To a Christian, this is one of the reasons which provoke an expression of gratitude to the wonderful Maker. Or as the Psalmists proclaimed that “The heavens declare the glory of God; the skies proclaim the work of his hands. Day after day they pour forth speech; night after night they reveal knowledge.“ And this reality of course, breeds nothing else but a sense of wonder. Or as G.K. Chesterton once said, “We need to view the world as to combine an idea of wonder and an idea of welcome.” That is, the idea of welcome is no more comforting than the idea of home, although the apostle Paul expressed that our citizenship is in heaven. Nevertheless, the idea of welcome expresses the appropriateness of things to be thankfully alive!
But to a skeptic, it’s quite morbid.
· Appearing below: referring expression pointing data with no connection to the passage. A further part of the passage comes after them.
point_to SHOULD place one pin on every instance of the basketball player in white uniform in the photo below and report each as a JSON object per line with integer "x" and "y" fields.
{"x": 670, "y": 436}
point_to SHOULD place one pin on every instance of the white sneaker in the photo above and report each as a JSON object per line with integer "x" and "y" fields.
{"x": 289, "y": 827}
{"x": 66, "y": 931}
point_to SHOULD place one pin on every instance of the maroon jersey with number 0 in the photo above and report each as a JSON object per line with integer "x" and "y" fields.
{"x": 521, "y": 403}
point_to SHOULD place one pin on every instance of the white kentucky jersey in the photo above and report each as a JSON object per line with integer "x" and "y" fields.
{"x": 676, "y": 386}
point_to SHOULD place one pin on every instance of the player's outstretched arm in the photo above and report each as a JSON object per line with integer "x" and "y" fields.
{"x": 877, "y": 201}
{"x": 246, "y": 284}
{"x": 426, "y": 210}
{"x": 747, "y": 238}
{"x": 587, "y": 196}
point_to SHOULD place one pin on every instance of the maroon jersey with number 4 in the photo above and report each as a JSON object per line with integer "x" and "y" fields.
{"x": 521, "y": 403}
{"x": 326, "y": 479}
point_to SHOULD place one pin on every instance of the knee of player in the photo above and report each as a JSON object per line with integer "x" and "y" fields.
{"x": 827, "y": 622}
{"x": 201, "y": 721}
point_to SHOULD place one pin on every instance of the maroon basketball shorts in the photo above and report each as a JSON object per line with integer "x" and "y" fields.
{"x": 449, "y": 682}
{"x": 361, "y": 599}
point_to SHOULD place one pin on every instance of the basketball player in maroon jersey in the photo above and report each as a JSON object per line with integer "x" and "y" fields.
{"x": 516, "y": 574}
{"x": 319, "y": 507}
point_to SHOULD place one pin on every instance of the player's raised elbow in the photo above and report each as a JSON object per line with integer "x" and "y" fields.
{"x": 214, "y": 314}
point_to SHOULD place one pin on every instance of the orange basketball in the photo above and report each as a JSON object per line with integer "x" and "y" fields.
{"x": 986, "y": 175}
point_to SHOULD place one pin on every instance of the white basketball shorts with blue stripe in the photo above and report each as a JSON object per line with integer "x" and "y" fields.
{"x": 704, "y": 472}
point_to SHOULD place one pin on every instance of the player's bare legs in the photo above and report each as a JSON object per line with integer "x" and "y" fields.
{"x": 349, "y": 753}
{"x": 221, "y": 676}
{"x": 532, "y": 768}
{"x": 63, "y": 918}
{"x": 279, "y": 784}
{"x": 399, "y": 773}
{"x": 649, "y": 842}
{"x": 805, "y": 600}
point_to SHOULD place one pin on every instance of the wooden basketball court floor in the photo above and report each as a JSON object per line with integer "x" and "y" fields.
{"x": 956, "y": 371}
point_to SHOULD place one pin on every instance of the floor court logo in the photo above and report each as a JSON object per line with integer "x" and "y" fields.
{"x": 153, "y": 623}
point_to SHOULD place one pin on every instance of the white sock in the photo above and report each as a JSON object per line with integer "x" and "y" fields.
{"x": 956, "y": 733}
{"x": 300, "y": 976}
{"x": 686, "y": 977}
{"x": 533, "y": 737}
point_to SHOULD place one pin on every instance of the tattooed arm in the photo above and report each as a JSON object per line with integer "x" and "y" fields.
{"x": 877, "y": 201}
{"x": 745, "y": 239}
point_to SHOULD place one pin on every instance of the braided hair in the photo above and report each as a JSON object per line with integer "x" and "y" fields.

Although a sense of wonder may arise in them, it’s not truly directed to the right object. Because wonder is supposed to be directed the reality of a Cause bigger than the subject, and that is no other but God. Chesterton can no more be clearer than that “The Christian is quite free to believe that there is a considerable amount of settled order an inevitable development in the universe. But the materialist is not allowed to admit into his spotless machine the slightest speck of spiritualism or miracle.” That is, the skeptic is trapped in his constant suppression of a wonder that is supposed to be directed to God.
The apostle Paul boldly proclaims to the Colossians about Jesus that, “He is before all things, and in him all things hold together.” In short, the person behind the alluring wonder of the created order no other than Jesus the King!
Thus, when a man who truly seeks, seeks beyond his wonder, must find Him!